You are sending a POST parameter with the key "select" to the server in your AJAX call:

   data: { select: $(type+'[name='+theName+']').val()},

In newtestx.php you are trying to retrieve the value from a POST parameter with the key "name" - which doesn't exist:

$name = $_POST['name'];

You could fix this easily by giving the parameter keys the same name. If you would look for $name = $_POST['select'] the parameter would be found.

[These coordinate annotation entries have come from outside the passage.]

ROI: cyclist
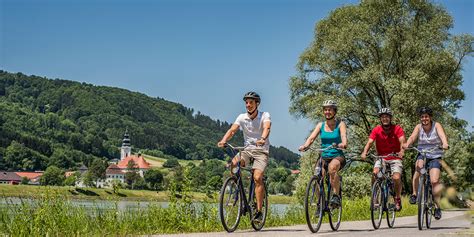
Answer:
[217,91,271,221]
[299,100,347,207]
[361,108,405,211]
[404,107,448,220]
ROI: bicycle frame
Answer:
[371,153,396,212]
[226,144,255,215]
[370,153,397,229]
[407,147,442,230]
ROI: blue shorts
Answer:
[416,155,441,169]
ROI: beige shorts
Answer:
[374,160,403,174]
[236,149,268,172]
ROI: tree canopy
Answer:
[290,0,474,193]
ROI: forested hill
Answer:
[0,70,298,170]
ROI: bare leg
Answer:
[412,160,423,196]
[328,159,341,195]
[430,168,443,208]
[253,169,265,211]
[392,173,402,198]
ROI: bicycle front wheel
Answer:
[425,185,435,229]
[386,182,397,228]
[329,177,342,231]
[249,179,268,231]
[219,177,242,232]
[304,176,324,233]
[370,181,383,229]
[417,175,426,230]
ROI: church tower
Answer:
[120,130,132,160]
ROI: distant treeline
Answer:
[0,70,299,170]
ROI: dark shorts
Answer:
[416,155,441,169]
[323,156,346,170]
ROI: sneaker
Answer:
[253,211,263,222]
[410,194,416,204]
[395,198,402,211]
[435,208,441,220]
[329,194,341,208]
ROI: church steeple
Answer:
[120,129,132,160]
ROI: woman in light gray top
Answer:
[404,107,448,220]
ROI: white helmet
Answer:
[378,108,393,117]
[323,100,337,109]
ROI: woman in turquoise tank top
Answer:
[299,100,347,206]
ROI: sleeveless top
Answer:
[418,122,444,159]
[321,122,344,159]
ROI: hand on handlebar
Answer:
[298,145,308,151]
[217,140,226,148]
[256,139,265,146]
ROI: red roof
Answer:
[291,170,300,174]
[105,169,124,175]
[116,155,150,169]
[15,171,43,180]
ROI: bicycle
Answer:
[304,144,362,233]
[370,153,398,229]
[407,147,442,230]
[219,143,268,233]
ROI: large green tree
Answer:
[290,0,474,194]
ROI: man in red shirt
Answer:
[361,108,405,211]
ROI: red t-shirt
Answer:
[369,125,405,160]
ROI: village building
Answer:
[105,131,150,186]
[15,171,43,185]
[0,171,21,184]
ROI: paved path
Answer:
[156,211,474,237]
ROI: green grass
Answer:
[0,191,416,236]
[0,184,206,201]
[143,154,202,168]
[0,184,295,204]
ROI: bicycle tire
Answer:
[249,179,268,231]
[328,176,342,231]
[304,176,325,233]
[385,183,396,228]
[417,175,426,230]
[425,184,434,229]
[219,177,242,233]
[370,181,383,230]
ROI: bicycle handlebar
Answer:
[405,146,443,154]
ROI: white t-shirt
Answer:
[234,112,271,151]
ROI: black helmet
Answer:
[244,91,260,103]
[378,108,393,117]
[418,107,433,116]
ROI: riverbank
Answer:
[0,184,294,204]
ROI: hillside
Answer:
[0,70,298,170]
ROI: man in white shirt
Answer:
[217,92,271,221]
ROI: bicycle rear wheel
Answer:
[370,181,383,229]
[386,182,396,228]
[329,177,342,231]
[219,177,242,232]
[425,183,435,229]
[417,175,426,230]
[249,182,268,231]
[304,176,324,233]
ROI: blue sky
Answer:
[0,0,474,151]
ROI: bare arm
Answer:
[436,123,449,150]
[217,124,240,147]
[257,121,272,146]
[398,136,406,158]
[298,123,322,151]
[338,122,347,149]
[360,138,374,160]
[403,124,421,148]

Inline Javascript is considered bad practice and there's no need to echo out the HTML markup, it makes the mark up harder to work with.

newtest.php

<script src="https://ajax.googleapis.com/ajax/libs/jquery/2.1.3/jquery.min.js"></script>
<script src="[link to your javascript file here]"></script>
<select name='numbers' class="postValueOnChange" data-id-to-update="output" data-post-url="newtestx.php">
    <option value='1'>1</option>
    <option value='2'>2</option>
</select>
<div id='output'></div>

Javascript file

$(document).ready(function () {
    $('.postValueOnChange').change(postSelectedValue);

    function postSelectedValue(e) {
        var $self = $(this);
        var url = $self.data('post-url');
        var $elementToUpdate = $('#' + $self.data('id-to-update'));

        var jqxhr = $.ajax({
            type: "POST",
            url: url,
            data: {
                selected: $self.val()
            }
        });
        jqxhr.done(function (data) {
            $elementToUpdate.html(data);
        });
        jqxhr.fail(function (jqXHR, textStatus, errorThrown) {
            alert(errorThrown);
        });
    }
});

newtestx.php

<?php
$name = $_POST['selected'];
echo $name."---";
?>

Answer 2

First, Since you are using jQuery, why are you still using inline javascript?

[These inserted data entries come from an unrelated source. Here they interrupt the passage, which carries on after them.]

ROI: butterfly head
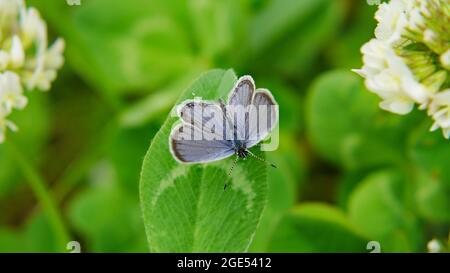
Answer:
[236,148,249,159]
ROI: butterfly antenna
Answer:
[223,156,239,190]
[247,150,278,169]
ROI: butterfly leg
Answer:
[223,156,239,190]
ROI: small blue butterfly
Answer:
[169,76,278,185]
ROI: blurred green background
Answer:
[0,0,450,252]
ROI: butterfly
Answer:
[169,76,278,185]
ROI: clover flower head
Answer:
[0,0,64,143]
[354,0,450,138]
[427,239,442,253]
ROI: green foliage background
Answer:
[0,0,450,252]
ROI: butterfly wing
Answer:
[246,88,278,148]
[227,76,255,142]
[169,122,234,163]
[177,100,232,140]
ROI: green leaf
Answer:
[416,170,450,224]
[250,131,307,252]
[140,70,267,252]
[0,91,49,198]
[69,175,147,252]
[348,171,422,252]
[307,70,417,169]
[269,203,368,252]
[409,121,450,187]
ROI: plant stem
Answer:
[7,140,70,251]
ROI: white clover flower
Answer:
[354,39,428,115]
[0,0,64,143]
[354,0,450,138]
[427,239,442,253]
[0,71,28,113]
[428,89,450,139]
[375,0,410,43]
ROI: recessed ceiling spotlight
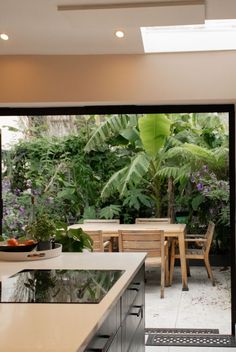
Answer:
[115,30,125,38]
[0,33,9,40]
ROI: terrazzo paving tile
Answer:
[145,267,231,352]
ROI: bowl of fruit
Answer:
[0,238,38,252]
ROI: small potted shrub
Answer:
[54,223,93,252]
[25,214,56,251]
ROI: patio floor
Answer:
[145,267,232,352]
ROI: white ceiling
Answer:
[0,0,236,55]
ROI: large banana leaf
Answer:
[84,115,138,152]
[119,152,150,197]
[101,153,150,199]
[138,114,171,157]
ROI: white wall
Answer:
[0,51,236,106]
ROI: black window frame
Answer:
[0,104,236,336]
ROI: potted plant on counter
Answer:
[25,213,56,251]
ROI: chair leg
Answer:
[165,246,170,287]
[204,258,215,286]
[186,259,191,277]
[169,240,175,286]
[160,263,165,298]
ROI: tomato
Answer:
[7,238,18,246]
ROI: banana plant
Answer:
[85,114,171,216]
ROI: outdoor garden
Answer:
[2,113,230,253]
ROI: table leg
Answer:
[178,235,188,291]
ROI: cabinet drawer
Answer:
[85,301,121,352]
[85,328,122,352]
[122,302,144,352]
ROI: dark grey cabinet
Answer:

Well I suggest you first to restrucure your code around the jQuery change event:

$(document).ready(function() {
        $('select').change(function(e) {
        e.preventDefault();

        var selected = $('.select option:selected').val();
        var id, theName, url= ...// get it from the DOM 

        $.ajax({
           type: "GET",
           url: url,
           data: { select: selected},
           error: function(xhr,status,error){alert(error);},
           success:function(data) {
             $('#'+id).html(data);
           }

      });


    }); 
}); 

Second, why are you coding HTML with PHP, you are making yourself struggle and lose time only with quotes and double quotes, and no-needed spaces.

    <form action="">  
        <select name="name">
        <option value="1">1</option>
        <option value="1">1</option>
        </select>


    </form>

<div id="output"></div>

Answer 3

You are sending post param select and trying to receive as $_POST['name'].

Make sure they match...either both as name or as select